The world is racing ahead of us. Our partners’ and competitors’ gain is our loss.

We estimate that a patient national interest-oriented public investment of some $100 billion is required to crowd in some $200-300 billion of private superannuation capital needed to supercharge our transformation into a zero-emissions trade and investment leader.

Australia’s capital pool is limited. We need to fully focus on the main game, not waste management and capital on propping up high emissions industries that are predicated on being able to continue externalising their pollution costs onto the rest of the world.

We await Minister King’s National Critical Minerals Strategy.  This key piece of policy architecture will be decisive in whether we scale up decisively and  lead, or miss the boat. The latter would be an unforgivable intergenerational legacy of failure, made worse by this pandering to the largely foreign tax-haven fossil fuel multinationals and their APPEA lobbyists.

One key positive is that Minister King is not offering further massive taxpayer funded subsidies for carbon capture and storage (CCS) projects, and instead saying that the polluter must pay. We applaud this decision. Now we have the safeguard mechanism in place with legislated emissions reduction targets of substance, the rising price on carbon emissions for heavy emitters means they might well invest to prove if they can finally make CCS work commercially, like they have been claiming for decades, absent any credible proof or substance to support their mostly fact-free spin.

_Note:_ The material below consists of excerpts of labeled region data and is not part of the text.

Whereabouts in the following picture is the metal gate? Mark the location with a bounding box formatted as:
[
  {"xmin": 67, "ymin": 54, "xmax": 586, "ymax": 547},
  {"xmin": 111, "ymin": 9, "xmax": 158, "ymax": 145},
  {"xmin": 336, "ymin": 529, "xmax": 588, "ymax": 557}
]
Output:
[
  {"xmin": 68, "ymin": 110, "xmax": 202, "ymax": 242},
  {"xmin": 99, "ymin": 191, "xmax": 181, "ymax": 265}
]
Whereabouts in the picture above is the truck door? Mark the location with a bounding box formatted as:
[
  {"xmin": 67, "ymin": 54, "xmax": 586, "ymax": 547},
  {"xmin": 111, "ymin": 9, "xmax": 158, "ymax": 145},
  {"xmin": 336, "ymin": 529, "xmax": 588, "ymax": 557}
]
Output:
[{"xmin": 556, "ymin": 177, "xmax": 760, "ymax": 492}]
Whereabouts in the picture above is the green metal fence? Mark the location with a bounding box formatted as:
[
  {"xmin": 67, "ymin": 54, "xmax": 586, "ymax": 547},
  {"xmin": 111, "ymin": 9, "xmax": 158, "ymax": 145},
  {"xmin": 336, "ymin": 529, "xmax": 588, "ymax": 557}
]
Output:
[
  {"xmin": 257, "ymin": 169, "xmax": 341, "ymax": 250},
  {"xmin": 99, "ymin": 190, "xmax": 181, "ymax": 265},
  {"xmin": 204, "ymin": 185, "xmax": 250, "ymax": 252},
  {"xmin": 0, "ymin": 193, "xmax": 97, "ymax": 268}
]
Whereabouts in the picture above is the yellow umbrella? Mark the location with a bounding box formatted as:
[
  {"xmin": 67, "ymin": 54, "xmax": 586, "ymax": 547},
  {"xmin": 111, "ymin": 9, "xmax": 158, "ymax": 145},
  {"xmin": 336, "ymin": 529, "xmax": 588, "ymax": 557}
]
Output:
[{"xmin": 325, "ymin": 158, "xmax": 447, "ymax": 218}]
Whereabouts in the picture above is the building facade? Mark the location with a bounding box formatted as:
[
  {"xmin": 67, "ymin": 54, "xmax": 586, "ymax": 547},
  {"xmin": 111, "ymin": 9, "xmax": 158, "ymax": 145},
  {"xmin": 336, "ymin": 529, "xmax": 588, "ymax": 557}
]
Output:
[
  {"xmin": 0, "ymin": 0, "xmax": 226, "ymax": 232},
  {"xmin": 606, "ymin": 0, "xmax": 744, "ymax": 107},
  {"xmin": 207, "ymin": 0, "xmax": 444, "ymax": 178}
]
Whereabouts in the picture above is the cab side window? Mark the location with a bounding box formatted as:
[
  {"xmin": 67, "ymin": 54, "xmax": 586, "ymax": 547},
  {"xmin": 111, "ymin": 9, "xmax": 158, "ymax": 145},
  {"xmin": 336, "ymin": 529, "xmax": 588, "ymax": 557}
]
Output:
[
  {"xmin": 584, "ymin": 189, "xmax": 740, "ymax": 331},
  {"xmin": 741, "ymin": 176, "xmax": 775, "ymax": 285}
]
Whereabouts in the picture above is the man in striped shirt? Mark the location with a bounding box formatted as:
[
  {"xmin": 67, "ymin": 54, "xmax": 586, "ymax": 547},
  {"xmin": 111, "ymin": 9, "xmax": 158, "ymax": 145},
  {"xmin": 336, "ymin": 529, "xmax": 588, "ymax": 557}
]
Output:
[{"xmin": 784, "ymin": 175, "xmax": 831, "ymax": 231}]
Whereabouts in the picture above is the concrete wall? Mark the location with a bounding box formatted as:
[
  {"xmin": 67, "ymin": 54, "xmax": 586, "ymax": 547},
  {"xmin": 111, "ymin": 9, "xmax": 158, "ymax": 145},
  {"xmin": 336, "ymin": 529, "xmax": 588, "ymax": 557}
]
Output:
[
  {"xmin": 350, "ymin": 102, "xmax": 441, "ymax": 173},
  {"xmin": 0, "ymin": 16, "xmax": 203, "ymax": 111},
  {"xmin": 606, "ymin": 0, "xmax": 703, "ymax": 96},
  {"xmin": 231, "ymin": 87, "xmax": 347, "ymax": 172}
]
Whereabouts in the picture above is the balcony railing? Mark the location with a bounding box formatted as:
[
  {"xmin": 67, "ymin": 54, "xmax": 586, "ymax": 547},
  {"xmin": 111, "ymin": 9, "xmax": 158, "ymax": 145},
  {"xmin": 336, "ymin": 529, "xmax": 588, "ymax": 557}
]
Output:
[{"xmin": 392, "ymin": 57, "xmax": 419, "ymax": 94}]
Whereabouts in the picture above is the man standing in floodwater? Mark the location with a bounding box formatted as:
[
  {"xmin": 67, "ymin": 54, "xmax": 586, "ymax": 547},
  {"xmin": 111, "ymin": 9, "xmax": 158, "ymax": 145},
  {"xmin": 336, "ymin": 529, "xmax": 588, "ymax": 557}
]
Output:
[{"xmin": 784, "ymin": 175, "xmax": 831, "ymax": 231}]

CEF estimates the gas cartel made $A65 billion gross profit last financial year using Australia’s public resources for their largely tax free foreign gain.

Jim Chalmers missed the golden opportunity to share in their windfall profits so as to cushion Australians from the resulting energy poverty this sector inflicted on us, and our domestic manufacturing industry. It should be required to carry the cost of its own carbon pollution.

Minister King also said that “the Budget introduced reforms to the PRRT that will build confidence that the Australian people are getting a fair share of the return from the resources they own,” and that the reforms “bring to a close” the review of this failed tax.

The far too-minimal tinkering with the PRRT in the budget is a massive missed opportunity and failure of fiscal ambition, merely pulling forward $2.4bn over 4 years – a pull forward, not an increase in tax liability. This represents a pitiful 1% increased share of their gross profits of 2022/23.

Good government demands that the reforms continue in earnest. There’s never been a better time to take a cold, hard look at the substandard gas tax and royalties regimes starving federal and state coffers of revenue, and Australians of the social dividend that should flow from the use of our finite sovereign resources by the multinational gas cartel, as it extracts and privatises profit.

CEF urges the Albanese government to read the National Audit Office report from 1996 and implement their recommendations, three decades late, but better than never!

Cap the diesel fuel subsidy at a still ridiculously generous $50 million per corporate per year and reorient this $4-5 billion per annum disincentive to decarbonise mining fleets towards building a heavy haulage electric vehicle manufacturing base to make Australian mining a decarbonisation leader, not global laggard.

Taxing the most profitable industry in Australia today at even a half-fair share of the 30% corporate tax rate all Australian domiciled public firms pay would provide much needed revenue to enable the government to commit public capital at the scale and the speed that the accelerating energy transition demands.

Political and policy courage and a dramatic upscaling of ambition is required if Australia is going to respond effectively to the threat, and opportunity, of the US Inflation Reduction Act.